Quatre lacunes de responsabilité dans le pouvoir mondialisé. L'architecture de la gouvernance n'a pas suivi l'échelle des systèmes mondialisés.

01

Souveraineté économique

Le pouvoir sans responsabilité

Les entreprises transnationales et les structures de richesse opèrent hors de portée de toute surveillance démocratique. Les paradis fiscaux, l'arbitrage réglementaire et les mécanismes de règlement des différends entre investisseurs et États créent des zones sans gouvernance pour les ultra-riches.

600 Mds $
Recettes fiscales annuelles perdues dans les paradis fiscaux
02

Contrôle technologique

Concentration du pouvoir numérique

Une poignée d'entités ne rendant de comptes à personne façonne l'environnement de l'information, extrait des données comportementales à grande échelle et déploie des systèmes d'IA aux impacts transnationaux.
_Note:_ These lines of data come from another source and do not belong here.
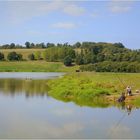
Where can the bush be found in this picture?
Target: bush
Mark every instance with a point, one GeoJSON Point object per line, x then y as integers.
{"type": "Point", "coordinates": [1, 56]}
{"type": "Point", "coordinates": [108, 66]}
{"type": "Point", "coordinates": [67, 61]}
{"type": "Point", "coordinates": [13, 56]}
{"type": "Point", "coordinates": [31, 57]}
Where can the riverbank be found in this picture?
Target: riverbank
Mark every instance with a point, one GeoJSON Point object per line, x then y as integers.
{"type": "Point", "coordinates": [35, 66]}
{"type": "Point", "coordinates": [88, 88]}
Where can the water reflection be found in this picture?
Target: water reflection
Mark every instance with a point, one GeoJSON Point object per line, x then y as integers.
{"type": "Point", "coordinates": [26, 117]}
{"type": "Point", "coordinates": [28, 87]}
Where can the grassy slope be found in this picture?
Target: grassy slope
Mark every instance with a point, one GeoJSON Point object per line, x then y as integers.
{"type": "Point", "coordinates": [34, 66]}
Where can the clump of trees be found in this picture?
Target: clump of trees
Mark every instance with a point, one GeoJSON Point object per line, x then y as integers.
{"type": "Point", "coordinates": [1, 56]}
{"type": "Point", "coordinates": [90, 56]}
{"type": "Point", "coordinates": [13, 56]}
{"type": "Point", "coordinates": [67, 61]}
{"type": "Point", "coordinates": [108, 66]}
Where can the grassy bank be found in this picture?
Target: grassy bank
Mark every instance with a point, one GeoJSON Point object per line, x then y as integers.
{"type": "Point", "coordinates": [35, 66]}
{"type": "Point", "coordinates": [85, 88]}
{"type": "Point", "coordinates": [24, 52]}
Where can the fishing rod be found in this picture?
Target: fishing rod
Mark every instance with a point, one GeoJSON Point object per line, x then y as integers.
{"type": "Point", "coordinates": [120, 79]}
{"type": "Point", "coordinates": [116, 126]}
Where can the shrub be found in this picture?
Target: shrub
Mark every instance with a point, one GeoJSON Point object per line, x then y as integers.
{"type": "Point", "coordinates": [31, 57]}
{"type": "Point", "coordinates": [13, 56]}
{"type": "Point", "coordinates": [67, 61]}
{"type": "Point", "coordinates": [1, 56]}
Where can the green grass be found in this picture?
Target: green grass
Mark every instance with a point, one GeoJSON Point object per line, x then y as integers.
{"type": "Point", "coordinates": [35, 66]}
{"type": "Point", "coordinates": [24, 52]}
{"type": "Point", "coordinates": [136, 102]}
{"type": "Point", "coordinates": [86, 88]}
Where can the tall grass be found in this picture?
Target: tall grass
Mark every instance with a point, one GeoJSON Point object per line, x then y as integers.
{"type": "Point", "coordinates": [87, 87]}
{"type": "Point", "coordinates": [34, 66]}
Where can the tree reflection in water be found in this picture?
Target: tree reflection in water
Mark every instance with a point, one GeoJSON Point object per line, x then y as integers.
{"type": "Point", "coordinates": [19, 86]}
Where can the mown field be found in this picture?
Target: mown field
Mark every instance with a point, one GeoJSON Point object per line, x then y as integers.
{"type": "Point", "coordinates": [35, 66]}
{"type": "Point", "coordinates": [24, 52]}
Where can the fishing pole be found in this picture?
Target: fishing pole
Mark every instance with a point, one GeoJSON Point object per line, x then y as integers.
{"type": "Point", "coordinates": [120, 80]}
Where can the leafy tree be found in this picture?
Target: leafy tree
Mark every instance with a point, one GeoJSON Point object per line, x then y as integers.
{"type": "Point", "coordinates": [12, 45]}
{"type": "Point", "coordinates": [37, 55]}
{"type": "Point", "coordinates": [27, 44]}
{"type": "Point", "coordinates": [79, 60]}
{"type": "Point", "coordinates": [31, 56]}
{"type": "Point", "coordinates": [12, 56]}
{"type": "Point", "coordinates": [1, 56]}
{"type": "Point", "coordinates": [67, 61]}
Aucun organe démocratique n'exerce actuellement de surveillance significative sur ces systèmes.

5
Entreprises contrôlent 90 % de l'infrastructure numérique
03

Limites planétaires

Problèmes collectifs, réponses fragmentées

Le changement climatique, les risques de pandémie et l'effondrement écologique ne respectent pas les frontières. Pourtant, nos structures de gouvernance restent liées aux nations, incapables de coordonner l'action collective requise.

1,5°C
Seuil approchant sans réponse coordonnée
04

Érosion démocratique

Institutions capturées, effondrement de la confiance

À mesure que les problèmes mondiaux dépassent les solutions nationales, les citoyens perdent confiance dans les institutions démocratiques. Le résultat : montée de l'autoritarisme, polarisation et vide de gouvernance mondiale légitime.

70 %
Des populations signalent une baisse de confiance dans les institutions

Ce ne sont pas des problèmes distincts. Ce sont les symptômes d'une défaillance structurelle unique : le décalage entre le pouvoir mondialisé et la gouvernance nationale.